Hydrodynamics of coastal waters of the Great Lakes: observations and modeling for water quality


Ram Yerubandi

Thursday 2 july 2015

12:54 - 12:57h at Asia (level 0)

Themes: (T) Hydro-environment, (ST) Impacts of pollutants on the water environment, Poster pitches

Parallel session: Poster pitches: 11G. Environment - Impact


The coastal zones of oceans and lakes are truly dynamic ecological systems with continuous natural erosion and accretion at the shoreline. At the coastal interface, the sea is shallow and the land is low. Sand and mud flats receive frequent floods and river run-off, while wind and waves bring continual change to the shoreline.

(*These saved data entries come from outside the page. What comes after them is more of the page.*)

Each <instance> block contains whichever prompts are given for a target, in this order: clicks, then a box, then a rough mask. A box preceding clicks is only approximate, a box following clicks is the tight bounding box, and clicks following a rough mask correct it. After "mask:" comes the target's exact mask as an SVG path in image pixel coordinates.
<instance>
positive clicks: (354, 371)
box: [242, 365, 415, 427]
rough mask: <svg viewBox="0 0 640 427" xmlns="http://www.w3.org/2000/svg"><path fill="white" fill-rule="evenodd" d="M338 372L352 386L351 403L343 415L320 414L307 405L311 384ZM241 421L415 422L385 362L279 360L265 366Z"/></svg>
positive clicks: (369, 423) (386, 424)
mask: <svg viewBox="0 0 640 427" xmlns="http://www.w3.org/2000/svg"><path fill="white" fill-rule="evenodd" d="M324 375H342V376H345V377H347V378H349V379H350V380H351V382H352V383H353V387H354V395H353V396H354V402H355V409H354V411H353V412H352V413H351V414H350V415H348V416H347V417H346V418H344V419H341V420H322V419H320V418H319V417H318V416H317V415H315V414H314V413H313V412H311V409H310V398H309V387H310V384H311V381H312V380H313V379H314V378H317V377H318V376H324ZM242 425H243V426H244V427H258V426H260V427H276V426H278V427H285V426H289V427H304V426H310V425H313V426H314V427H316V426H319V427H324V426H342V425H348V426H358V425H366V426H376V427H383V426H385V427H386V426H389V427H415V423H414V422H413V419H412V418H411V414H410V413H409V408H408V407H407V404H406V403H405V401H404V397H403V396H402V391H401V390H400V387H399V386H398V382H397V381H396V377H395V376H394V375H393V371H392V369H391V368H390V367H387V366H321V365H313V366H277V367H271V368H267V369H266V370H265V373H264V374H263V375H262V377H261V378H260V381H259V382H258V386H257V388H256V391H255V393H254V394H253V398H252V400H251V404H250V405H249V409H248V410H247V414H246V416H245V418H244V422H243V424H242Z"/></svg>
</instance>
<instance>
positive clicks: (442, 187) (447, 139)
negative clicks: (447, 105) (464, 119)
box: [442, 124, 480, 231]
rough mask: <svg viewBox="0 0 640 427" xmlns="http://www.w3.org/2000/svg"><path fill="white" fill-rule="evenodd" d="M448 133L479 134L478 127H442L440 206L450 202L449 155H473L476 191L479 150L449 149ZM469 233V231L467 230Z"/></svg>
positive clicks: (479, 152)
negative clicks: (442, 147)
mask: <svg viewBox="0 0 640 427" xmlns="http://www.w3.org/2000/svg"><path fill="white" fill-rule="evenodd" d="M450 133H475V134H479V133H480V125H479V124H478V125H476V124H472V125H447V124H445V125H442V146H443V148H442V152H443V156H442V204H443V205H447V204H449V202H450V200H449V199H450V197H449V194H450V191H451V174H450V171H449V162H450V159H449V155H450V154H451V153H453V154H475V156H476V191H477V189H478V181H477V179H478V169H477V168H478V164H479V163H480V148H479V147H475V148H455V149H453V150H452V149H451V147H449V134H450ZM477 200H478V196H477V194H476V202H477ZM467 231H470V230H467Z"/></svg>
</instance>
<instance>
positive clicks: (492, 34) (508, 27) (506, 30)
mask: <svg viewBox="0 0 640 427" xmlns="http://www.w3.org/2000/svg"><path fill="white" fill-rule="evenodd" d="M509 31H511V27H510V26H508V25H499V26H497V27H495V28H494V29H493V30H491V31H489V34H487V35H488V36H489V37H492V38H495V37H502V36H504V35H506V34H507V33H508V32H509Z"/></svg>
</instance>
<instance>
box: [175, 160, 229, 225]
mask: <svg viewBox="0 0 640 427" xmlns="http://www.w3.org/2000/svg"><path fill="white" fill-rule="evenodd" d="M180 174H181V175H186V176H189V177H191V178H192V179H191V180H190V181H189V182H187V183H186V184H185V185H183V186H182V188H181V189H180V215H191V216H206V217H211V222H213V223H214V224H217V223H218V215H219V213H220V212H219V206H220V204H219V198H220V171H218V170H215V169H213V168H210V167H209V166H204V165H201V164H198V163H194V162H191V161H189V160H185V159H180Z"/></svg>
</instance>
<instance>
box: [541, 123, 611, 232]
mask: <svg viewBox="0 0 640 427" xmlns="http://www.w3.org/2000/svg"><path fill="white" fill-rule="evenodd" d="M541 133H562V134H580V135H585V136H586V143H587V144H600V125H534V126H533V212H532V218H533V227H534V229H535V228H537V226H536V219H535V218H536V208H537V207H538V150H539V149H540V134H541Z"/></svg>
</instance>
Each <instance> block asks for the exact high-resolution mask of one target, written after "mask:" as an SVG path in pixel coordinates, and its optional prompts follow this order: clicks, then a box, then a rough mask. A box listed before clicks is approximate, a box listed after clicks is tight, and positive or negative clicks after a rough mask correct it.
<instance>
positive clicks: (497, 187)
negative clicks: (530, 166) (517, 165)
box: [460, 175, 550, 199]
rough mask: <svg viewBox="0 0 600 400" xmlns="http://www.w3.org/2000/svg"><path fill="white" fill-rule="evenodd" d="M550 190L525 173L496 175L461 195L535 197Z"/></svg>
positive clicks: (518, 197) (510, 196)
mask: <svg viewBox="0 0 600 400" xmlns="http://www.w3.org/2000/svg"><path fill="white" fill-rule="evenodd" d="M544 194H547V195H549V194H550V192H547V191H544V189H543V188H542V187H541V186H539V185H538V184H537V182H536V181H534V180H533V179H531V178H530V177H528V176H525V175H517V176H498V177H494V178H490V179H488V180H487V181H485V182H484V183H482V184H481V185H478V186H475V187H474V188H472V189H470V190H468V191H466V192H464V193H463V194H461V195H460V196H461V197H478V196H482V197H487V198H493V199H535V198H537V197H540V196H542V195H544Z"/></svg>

However, it is man’s activities which cause the greatest and most rapid change, and which are the primary reason for the concern with coastal resources management. The coastal zone is particularly vulnerable to global changes such as climate change, sea level change, which is in itself a derivative of the climate change, and changes in uses of land and fresh water. These global changes may fundamentally modify geomorphologic, hydrodynamic, geochemical and biological processes in the coastal zone and affect significantly transports of materials from the land to rivers and seas. In this paper, examples of water quality problems in coastal oceans and the Great Lakes will be discussed. The transport and fate of nutrients and contaminants discharged through sewage outfalls, rivers and non point sources into the nearshore zone is one example. Their residence time and their degree of accumulation in the sediments are partly controlled by the physical exchange processes and partly by biotic processes active in the coastal regions. Many Great Lakes beaches like the ocean beaches are used extensively for recreation. But the water along some stretches of shoreline has become polluted, rendering beaches there unfit for bathing. Another example is the introduction of exotic species into the lakes. This is playing a major role in changing the ecology of the Great Lakes. Recently, it has been proposed that the mussel colonization has implications for the removal and fate of materials in the nearshore zone. Since 2000, the excessive growth of algae is again becoming a problem along the shores of the shores of the Great lakes. Intense earthy/musty taste and odour in drinking water has been occurring for a prolonged periods in late summer in Lake Ontario.